Puntare in alto

Il Profeta Geremia - MichelangeloPerché il ragazzo del 2014 ripete, per ogni occasione, che lui “non ce la può fare”? Chiedo ragione di questa fragilità e la risposta si trova nella paura; è dalla paura delle delusioni che nasce questo “dis-impegno”, questo non crederci troppo in tutto quello che si vive, un volersi quindi porre obiettivi molto bassi, volare più raso terra possibile.
Simona, diciott’anni, avendo davanti a sé il “mostro” dell’esame di maturità, me lo aveva spiegato nel modo più concreto e pragmatico, possibile: «Non ci si deve montare troppo la testa, altrimenti la delusione sarà troppo cocente, è un fatto di umiltà, se l’aspettativa è troppo alta, l’impatto, quando crolli, è devastante».
Questo porsi obiettivi minimi è una “saggezza” che gli adolescenti sembrano applicare in tutti i campi: dagli impegni scolastici alle sfide sportive, dalle relazioni familiari a quelle amicali a quelle sentimentali… meglio non esporsi troppo, il mondo è un luogo fin troppo ustionante.
Mi viene in mente l’intuizione di Michelangelo per cui l’errore dell’uomo non è quello di fissarsi obiettivi troppo alti e rammaricarsi per non averli raggiunti, ma porsi traguardi troppo bassi e vivere la tristezza che scaturisce proprio dal raggiungerli.

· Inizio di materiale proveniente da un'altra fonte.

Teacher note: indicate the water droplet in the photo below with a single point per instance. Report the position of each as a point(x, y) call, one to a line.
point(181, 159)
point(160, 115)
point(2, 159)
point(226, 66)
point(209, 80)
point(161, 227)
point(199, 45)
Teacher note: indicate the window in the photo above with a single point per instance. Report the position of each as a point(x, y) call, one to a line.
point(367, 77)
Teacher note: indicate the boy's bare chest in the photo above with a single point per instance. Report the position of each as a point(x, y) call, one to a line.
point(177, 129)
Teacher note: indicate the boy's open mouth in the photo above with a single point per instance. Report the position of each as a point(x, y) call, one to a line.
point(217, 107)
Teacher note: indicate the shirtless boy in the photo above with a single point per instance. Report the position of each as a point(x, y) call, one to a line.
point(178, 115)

Quando l’uomo punta a un livello più basso della sua statura, è fin troppo facile raggiungerlo e questo porta inevitabilmente a un’amara malinconia: c’è sempre una disperazione latente nella sazietà come aveva intuito il cardinale Biffi parlando della società bolognese.
Qualche studente annuisce, Michelangelo ha fatto centro, altri continuano a sostenere che credersi o crederci troppo è sempre un rischio eccessivo e a niente giova citare l’antico detto dei greci: kalòs kìndinos, il rischio è bello. Sono prudenti questi ragazzi, ma è solo uno schermo protettivo che erigono automaticamente all’inizio, desiderosi di superarlo, sempre se accompagnati.

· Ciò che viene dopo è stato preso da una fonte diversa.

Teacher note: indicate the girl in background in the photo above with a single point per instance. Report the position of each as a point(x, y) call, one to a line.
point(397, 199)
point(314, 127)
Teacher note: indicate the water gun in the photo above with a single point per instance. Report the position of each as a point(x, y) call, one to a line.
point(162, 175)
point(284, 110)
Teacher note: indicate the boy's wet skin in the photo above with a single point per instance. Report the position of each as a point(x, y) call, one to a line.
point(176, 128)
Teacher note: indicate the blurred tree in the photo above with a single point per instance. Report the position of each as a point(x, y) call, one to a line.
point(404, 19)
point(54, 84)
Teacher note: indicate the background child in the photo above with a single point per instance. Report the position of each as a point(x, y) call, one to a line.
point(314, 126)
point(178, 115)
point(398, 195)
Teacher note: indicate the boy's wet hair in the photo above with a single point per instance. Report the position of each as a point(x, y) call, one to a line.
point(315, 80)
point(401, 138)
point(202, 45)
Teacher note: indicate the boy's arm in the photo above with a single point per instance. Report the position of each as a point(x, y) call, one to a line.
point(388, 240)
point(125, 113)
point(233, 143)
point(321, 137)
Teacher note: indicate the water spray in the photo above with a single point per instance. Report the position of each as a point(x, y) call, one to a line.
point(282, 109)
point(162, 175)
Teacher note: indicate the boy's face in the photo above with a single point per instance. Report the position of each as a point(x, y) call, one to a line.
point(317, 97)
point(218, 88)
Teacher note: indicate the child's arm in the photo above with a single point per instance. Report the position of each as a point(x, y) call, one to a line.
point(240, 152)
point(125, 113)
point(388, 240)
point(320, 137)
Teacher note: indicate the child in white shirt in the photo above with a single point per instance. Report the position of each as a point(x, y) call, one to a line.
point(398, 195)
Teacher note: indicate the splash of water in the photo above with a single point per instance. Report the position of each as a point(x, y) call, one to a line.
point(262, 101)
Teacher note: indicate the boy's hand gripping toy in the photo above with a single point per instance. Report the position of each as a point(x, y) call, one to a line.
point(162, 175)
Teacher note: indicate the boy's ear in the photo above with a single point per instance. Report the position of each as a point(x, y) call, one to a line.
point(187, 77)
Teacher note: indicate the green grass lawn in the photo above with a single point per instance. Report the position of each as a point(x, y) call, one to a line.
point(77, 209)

Qualche segno c’è, si apre qualche crepa nel muro ma è difficile inoculare fiducia a questi cuori feriti, però, anche in extremis, qualche reazione positiva emerge (mancano pochi minuti al termine della lezione, la campanella suona sempre sul più bello, proprio quando la discussione sta decollando) e Giorgia cita addirittura Johnny Deep: «Gli uomini non desiderano le cose che possono ottenere troppo facilmente».
Splendida provocazione, chiedo se sia davvero del divo di Hollywood, «non so, l’ho letta su Facebook»; mi riprometto di tornarci su questo tema, immenso, del desiderio e mi alzo, il collega dell’ora successivo sta entrando, ma Gregorio sulla soglia mi tira per la giacca e mi fa (è il rockettaro della classe): «Ma lo avevano già detto gli U2: I’m still haven’t found what I’m looking for, non è vero prof?». «Certo, ma tu cosa cerchi?».